Test Interactions. Automated tests aren’t going to open all your dropdown menus and modals on your site and try to use them, so it can’t guarantee your ARIA is setup right, your light dismiss actions work, and your keyboard traps all function.

Although...

…if more people start using the new HTML popover and popovertarget attributes, this would be. Using the hidden attribute instead of leveraging lots of DOM rewrites would make code more scannable. And if you use <dialog> the predictability/testability goes up considerably.
Big tap targets. WCAG 2.5.5 wants at least a 44px ⨉ 44px tap target to help people without fine motor control. Automated tests I’ve run (currently) don’t expose this issue.

Although...

…I know Lighthouse’s UX report flags small tap areas, so it seems possible to measure interactive elements and flag this. Also browser math may allow for smaller targets because they split the difference.
200%-400% zoom. Automated tests aren’t going to zoom your site in and see what broke. That’s a you job.

Although...

…a test might be able to detect use of fluid type and relative CSS. Or coming from the opposite angle, is it possible to generate a list of common CSS code smells (e.g. declaring width) and issue warnings for those?
Seizure-inducing animations. WCAG 2.3 is all about animations triggering seizures. I personally don’t get seizures (I have friends that do) but over-use of animation does give me a day-ruining migraine. If you’re going to play in the seas of motion, you need to understand sea sickness.

Although...

…this isn’t super testable but transitions and animations that use CSS might be able to provide some guardrails or sniff out prefers-reduced-motion alternatives. Or if you can detect risky animations and at least provide a warning.
Confusing UX. Do you have a button controls a thing above it but it’s unannounced and unfocused? Automated tests can’t detect bad aural or braille UX, nor can they detect bad visual UX that could frustrate a user with a cognitive disability.

Although...

…with more AT support for aria-controls it might make it easier to detect if an element controls an element before itself in the DOM and raise a flag. Not perfect, but a start. More HTML elements and controls would help this as well.
Ability to complete a task. One issue that’s most frustrating to blind folks I’ve talked with is when you get real far into a process like checking out and then –for no clear reason– get stopped towards the end. This is frustrating when booking a flight, but imagine it happens every day for even mundane tasks like ordering a pizza or important tasks like registering for college. Automated tests won’t do an end-to-end test by loading up a shopping cart and running a credit card unless you configure a custom system to do that.

Although...

…if you stand page-by-page tests next to each, you’ll have a better idea of where you’re starting from.

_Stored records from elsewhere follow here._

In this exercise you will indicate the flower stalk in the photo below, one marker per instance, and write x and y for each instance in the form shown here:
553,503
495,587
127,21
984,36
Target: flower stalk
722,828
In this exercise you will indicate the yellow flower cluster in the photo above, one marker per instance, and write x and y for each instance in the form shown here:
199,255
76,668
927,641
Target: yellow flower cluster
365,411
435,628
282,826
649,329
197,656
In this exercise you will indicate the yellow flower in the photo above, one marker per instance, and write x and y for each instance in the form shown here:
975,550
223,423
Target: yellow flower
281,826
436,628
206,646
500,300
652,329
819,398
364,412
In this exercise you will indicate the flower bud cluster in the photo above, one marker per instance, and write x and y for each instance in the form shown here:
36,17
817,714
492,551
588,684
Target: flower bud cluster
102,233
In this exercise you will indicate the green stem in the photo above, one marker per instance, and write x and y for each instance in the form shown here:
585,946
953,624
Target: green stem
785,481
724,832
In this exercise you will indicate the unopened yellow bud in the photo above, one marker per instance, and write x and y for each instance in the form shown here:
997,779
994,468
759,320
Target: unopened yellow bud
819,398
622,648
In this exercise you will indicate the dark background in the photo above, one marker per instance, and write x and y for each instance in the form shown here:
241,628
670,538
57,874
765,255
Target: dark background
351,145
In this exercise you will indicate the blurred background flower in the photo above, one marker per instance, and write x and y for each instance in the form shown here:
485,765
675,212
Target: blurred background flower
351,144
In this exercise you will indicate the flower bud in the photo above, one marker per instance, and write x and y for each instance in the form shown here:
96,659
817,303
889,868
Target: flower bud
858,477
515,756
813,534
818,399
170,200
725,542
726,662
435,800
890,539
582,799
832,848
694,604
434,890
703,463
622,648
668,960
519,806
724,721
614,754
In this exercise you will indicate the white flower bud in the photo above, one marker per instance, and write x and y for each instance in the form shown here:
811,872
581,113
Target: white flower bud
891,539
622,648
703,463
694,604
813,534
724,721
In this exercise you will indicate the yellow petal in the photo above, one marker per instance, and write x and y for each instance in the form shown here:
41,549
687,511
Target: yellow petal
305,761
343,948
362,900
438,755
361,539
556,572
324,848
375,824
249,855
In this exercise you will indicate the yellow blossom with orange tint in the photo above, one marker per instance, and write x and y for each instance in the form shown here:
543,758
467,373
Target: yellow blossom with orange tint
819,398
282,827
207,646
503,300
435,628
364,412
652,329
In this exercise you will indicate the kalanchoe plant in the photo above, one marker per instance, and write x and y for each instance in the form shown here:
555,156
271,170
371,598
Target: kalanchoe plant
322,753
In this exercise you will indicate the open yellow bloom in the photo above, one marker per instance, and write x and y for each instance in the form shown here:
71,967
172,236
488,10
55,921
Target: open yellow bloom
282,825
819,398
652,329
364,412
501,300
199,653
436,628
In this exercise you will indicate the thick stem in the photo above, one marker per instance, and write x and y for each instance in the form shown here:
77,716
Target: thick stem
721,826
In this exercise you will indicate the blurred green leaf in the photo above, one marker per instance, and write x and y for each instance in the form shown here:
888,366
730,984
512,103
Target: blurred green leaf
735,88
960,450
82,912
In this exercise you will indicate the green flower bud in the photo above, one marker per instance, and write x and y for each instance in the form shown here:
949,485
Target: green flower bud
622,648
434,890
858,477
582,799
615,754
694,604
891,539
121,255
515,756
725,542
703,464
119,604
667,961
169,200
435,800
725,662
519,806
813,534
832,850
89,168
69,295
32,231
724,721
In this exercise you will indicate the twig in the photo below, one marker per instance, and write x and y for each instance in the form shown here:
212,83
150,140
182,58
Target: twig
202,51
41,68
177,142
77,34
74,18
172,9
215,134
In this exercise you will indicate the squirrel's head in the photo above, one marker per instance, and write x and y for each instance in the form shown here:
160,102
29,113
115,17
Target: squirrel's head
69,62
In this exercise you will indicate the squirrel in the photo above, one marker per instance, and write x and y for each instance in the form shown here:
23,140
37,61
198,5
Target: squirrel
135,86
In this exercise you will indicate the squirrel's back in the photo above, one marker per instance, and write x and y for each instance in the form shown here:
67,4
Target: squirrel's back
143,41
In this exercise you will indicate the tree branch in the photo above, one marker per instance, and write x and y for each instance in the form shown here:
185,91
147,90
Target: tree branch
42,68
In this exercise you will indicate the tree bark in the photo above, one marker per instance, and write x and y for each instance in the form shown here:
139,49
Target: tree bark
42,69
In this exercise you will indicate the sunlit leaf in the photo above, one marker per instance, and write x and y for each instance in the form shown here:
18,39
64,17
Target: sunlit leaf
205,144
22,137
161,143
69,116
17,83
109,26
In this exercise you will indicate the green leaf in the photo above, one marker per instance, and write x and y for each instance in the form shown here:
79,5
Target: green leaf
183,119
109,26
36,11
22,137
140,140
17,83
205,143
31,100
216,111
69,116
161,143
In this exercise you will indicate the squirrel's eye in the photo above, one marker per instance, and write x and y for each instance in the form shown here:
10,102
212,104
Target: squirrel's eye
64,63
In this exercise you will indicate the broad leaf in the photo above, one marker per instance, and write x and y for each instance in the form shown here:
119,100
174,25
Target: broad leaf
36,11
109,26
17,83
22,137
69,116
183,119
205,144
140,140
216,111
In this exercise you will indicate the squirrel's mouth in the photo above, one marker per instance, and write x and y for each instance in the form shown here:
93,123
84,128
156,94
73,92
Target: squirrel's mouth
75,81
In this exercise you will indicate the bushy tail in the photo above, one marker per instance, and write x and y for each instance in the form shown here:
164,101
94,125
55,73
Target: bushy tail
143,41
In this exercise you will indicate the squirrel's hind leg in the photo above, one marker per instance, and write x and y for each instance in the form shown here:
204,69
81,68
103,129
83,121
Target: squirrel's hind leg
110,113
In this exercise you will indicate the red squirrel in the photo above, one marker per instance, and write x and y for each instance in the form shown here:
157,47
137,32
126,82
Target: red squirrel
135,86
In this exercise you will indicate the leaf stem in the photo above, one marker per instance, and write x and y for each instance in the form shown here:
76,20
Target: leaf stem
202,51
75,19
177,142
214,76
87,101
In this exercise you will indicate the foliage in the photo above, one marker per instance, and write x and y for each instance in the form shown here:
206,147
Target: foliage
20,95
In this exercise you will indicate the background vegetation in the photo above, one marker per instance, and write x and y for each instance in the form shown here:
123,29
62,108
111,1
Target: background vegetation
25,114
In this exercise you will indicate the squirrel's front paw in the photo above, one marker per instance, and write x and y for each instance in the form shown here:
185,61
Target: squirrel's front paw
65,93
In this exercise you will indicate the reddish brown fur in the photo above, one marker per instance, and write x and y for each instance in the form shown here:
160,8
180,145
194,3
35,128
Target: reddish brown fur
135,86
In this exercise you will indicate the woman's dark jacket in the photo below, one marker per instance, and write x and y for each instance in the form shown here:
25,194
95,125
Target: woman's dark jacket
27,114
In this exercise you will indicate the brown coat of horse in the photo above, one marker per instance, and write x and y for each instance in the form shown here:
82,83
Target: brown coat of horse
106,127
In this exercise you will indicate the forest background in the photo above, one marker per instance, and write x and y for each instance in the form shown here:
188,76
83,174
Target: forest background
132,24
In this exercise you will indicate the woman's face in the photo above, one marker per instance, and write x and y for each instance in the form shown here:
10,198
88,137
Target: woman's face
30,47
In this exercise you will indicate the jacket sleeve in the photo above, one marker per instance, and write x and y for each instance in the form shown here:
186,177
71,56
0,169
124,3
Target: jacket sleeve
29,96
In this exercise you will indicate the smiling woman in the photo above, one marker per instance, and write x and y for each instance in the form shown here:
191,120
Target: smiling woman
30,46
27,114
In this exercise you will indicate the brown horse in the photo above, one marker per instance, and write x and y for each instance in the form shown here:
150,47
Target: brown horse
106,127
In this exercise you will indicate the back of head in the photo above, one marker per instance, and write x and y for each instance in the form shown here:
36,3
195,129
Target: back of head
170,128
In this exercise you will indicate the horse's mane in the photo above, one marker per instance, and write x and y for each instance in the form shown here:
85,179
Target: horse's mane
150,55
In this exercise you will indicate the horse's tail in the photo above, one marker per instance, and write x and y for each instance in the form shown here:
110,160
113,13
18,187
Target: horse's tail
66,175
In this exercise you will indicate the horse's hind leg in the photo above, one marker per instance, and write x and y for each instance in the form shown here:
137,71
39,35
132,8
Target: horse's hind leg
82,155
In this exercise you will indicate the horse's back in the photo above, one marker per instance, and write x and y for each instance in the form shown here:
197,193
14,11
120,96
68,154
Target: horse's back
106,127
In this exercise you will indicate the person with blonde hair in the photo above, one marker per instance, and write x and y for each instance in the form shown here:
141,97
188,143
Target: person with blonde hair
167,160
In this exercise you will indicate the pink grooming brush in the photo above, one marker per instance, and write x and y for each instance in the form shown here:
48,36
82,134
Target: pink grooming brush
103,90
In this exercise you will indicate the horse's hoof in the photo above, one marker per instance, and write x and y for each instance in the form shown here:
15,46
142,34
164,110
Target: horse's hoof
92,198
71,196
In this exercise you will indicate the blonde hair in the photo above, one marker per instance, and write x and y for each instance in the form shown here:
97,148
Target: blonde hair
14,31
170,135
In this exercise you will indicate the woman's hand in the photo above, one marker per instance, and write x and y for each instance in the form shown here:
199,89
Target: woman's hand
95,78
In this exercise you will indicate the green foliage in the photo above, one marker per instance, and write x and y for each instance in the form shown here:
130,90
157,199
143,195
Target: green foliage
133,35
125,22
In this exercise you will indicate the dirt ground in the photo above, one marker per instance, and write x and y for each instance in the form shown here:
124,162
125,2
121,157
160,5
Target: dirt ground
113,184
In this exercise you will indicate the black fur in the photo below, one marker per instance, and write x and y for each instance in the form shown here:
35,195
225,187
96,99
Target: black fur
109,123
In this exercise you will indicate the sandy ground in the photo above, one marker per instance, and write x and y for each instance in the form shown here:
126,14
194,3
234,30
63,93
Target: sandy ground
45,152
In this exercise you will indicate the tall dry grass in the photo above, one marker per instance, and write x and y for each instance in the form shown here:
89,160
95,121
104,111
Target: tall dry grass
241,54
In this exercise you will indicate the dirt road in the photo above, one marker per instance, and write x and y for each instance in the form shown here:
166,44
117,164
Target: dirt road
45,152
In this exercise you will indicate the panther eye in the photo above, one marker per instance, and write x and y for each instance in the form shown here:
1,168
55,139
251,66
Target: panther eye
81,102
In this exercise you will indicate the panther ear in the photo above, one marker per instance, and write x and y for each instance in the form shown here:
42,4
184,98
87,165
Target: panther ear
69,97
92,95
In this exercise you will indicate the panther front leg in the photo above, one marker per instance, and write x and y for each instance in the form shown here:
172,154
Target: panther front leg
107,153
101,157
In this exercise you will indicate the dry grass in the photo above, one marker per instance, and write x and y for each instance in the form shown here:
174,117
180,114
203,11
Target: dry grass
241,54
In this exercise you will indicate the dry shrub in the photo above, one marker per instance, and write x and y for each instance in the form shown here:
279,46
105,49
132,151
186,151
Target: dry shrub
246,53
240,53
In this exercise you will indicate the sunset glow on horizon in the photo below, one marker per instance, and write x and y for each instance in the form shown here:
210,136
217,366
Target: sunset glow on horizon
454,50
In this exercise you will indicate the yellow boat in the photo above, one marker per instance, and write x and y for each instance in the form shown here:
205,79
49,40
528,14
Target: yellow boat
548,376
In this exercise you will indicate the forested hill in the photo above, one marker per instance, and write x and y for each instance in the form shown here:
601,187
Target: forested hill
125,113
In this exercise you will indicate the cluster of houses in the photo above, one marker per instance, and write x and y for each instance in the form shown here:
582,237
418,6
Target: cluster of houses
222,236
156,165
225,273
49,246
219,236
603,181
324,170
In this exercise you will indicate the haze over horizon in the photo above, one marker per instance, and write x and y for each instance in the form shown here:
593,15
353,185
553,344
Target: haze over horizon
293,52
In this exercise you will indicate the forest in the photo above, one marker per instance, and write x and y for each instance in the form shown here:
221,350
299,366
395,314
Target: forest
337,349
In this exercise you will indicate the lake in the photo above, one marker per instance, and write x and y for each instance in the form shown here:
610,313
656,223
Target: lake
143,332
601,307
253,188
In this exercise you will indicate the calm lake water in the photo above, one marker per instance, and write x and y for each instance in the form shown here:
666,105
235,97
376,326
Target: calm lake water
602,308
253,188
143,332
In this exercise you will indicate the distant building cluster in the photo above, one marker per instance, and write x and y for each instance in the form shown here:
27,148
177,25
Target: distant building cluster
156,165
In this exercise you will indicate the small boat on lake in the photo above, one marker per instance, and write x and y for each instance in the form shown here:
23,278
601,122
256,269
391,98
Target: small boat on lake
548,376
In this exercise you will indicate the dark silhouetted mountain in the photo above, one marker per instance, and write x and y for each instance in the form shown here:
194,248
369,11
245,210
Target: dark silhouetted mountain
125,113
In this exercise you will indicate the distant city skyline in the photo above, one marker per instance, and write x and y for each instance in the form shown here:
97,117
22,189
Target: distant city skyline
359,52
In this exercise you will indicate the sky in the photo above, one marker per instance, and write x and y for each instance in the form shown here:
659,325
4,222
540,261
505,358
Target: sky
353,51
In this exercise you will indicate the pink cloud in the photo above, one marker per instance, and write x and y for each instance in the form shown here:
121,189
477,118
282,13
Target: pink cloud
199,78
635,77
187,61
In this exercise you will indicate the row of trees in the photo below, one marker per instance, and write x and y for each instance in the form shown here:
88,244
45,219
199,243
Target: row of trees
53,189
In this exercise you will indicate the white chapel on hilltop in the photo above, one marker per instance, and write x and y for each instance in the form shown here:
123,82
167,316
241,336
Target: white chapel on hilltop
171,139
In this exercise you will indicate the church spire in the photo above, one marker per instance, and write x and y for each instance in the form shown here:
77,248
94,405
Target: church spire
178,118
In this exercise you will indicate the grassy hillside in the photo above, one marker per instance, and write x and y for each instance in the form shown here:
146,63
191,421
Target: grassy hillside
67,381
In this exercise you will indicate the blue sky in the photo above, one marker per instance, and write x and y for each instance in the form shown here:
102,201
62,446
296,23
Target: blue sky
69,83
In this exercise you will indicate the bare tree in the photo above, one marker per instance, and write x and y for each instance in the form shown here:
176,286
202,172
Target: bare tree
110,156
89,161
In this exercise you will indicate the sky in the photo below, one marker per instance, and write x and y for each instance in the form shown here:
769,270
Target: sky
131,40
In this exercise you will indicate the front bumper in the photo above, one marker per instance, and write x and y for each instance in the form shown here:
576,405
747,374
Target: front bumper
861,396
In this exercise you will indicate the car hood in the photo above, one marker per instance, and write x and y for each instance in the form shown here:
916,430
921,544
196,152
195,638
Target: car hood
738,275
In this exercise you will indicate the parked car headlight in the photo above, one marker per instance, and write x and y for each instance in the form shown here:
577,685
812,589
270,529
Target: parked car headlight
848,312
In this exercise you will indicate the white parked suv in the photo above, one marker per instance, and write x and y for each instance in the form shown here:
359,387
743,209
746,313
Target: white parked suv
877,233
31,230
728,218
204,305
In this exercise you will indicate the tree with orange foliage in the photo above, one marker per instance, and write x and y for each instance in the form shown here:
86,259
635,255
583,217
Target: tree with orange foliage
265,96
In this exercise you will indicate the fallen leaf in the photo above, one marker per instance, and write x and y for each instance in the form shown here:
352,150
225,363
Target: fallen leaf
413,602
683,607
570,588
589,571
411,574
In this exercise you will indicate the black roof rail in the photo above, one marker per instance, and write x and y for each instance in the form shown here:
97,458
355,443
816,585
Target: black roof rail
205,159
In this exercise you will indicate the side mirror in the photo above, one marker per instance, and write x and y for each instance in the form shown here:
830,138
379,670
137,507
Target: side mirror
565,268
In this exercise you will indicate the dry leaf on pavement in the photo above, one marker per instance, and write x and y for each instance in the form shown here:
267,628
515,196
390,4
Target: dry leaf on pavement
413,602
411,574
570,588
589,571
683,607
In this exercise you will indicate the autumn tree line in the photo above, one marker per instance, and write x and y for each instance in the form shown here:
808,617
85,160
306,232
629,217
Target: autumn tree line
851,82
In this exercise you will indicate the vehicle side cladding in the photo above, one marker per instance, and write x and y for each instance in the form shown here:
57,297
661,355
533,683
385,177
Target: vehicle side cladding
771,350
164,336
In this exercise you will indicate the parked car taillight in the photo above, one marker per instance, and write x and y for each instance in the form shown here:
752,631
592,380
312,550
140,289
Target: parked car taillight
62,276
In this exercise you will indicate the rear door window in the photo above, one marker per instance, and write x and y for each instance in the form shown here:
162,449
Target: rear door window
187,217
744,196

This is a short, incomplete list. I could probably do a handful of posts like this to cover other jobs automated tests can’t test. But did you notice a trend? If you have good, declarative HTML and CSS as a foundation, the amount of tasks and success criteria you can statically analyze goes up considerably. Probably not to a degree you could sign off on a site being 100% accessible (I don’t think automated tests will ever give you that confidence) but enough to tell you if you messed something obvious up. And that’s what most people need.

In my mind, automated tests are a first step in the journey to creating accessible experiences. They are also the first line of defense in detecting regressions. With the low-hanging fruit managed and out of the way, you’re able to apply more time, attention, and education towards harder problems. Let’s leverage computers at the jobs they’re good at and acknowledge where humans need to step in and right the ship.

I will wrap this post up with my standard appeal for more native elements like <tabs> to make web development even more idiot-proof (for people like me).

Follow-up: Talked about his on ShopTalk Ep585.